Sometimes people ask me how general superintendents survive the demands of the assignment, referring to the thousands of miles we travel, the countless decisions we make, and the basic acts of serving in such a confusing world. Since my retirement begins in August, I have been thinking. How do any of us survive in this difficult, imperfect, demanding environment? Everyone faces enormous challenges in life.
We know it all begins with the foundation of inviting our great Savior to forgive our sins and to live in us and through us. Then we discover a further need for His sanctifying grace to enable us to be holy by the power of the Spirit.
Beyond these beautiful expressions of God's best for us, what can we do on a daily basis to give us strength for the journey? Two resources stand out in my mind. The first is being open every day to God's willingness to invest in us-giving us His strength, wisdom, and multiple provisions for the road of life. We encounter so much we do not understand, and we have so many questions.

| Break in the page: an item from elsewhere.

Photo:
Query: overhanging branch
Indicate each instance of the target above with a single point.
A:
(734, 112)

However, an answer comes in Mark 4:34. Jesus had been teaching the people and the disciples with parables or stories that illustrated a point. He did not explain everything to the crowds. Verse 34 says, "He did not say anything to them without using a parable. But when he was alone with his own disciples, he explained everything."
When did the disciples get explanations? When they were alone with Jesus.

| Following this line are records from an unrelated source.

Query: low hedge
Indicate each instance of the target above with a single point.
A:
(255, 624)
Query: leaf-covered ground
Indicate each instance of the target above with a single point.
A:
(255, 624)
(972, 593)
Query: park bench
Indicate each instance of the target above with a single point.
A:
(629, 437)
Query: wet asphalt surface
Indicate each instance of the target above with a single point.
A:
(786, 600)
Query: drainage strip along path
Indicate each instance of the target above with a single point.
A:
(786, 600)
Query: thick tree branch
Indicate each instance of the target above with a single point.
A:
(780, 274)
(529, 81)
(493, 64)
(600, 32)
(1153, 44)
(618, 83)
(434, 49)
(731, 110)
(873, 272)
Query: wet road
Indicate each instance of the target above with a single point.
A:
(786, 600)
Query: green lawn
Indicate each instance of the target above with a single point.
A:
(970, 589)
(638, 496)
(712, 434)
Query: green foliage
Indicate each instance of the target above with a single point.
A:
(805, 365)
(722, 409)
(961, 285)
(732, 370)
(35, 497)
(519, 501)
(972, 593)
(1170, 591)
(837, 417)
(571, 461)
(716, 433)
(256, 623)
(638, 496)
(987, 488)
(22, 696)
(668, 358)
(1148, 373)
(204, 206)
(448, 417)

No substitute exists for spending time with Jesus and giving Him time to explain to us what we need to know to get through the confusion and challenges of our lives. This has been the saving factor for me throughout all my years of ministry-getting alone with Jesus so He can explain what I need to know so I can deal with impossible situations. When we are alone with Him, He will either help us see what He is doing or inspire greater faith to trust Him even when we do not understand.
Jesus invests in us when we give Him the opportunity, but He also intervenes in our lives when necessary. He teaches us not only with words but also with His actions.

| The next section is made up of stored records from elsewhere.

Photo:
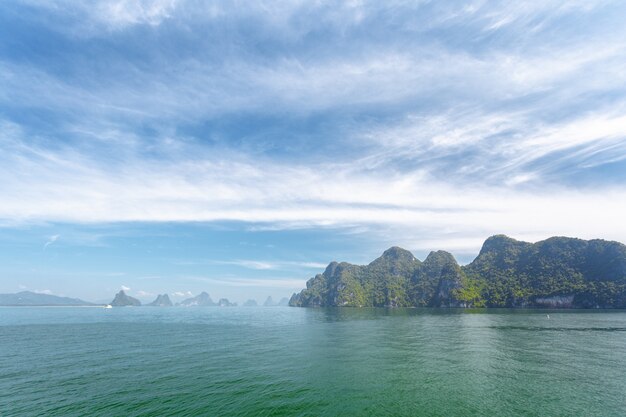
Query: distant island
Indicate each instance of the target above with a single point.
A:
(558, 272)
(34, 299)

In the rest of chapter 4, Mark gives us a gripping example of Christ's power to intervene. It is the familiar story of the crossing of the Sea of Galilee at night in a terrible storm. The disciples thought they would die, but at just the right time Jesus powerfully and miraculously stopped the storm. They were saved!
When our youngest daughter, Connie Jo, was about 10 years old, we were in a boating accident. She panicked when she hit the water, and I needed help to save her. A man on the shore saw what had happened. Without hesitation he leaped into the water, swam to us, and rescued my daughter. We will always be grateful for his intervention.
How comforting it is to know that Jesus always has us in His sight and is ready to intervene. The assurance of His willingness not only to invest in us, but also to intervene in our lives, equips us for even the most demanding of circumstances. What a source of courage this knowledge brings!
Remember, the Father has everything under control--even retirement.
Paul G. Cunningham is a general superintendent in the Church of the Nazarene.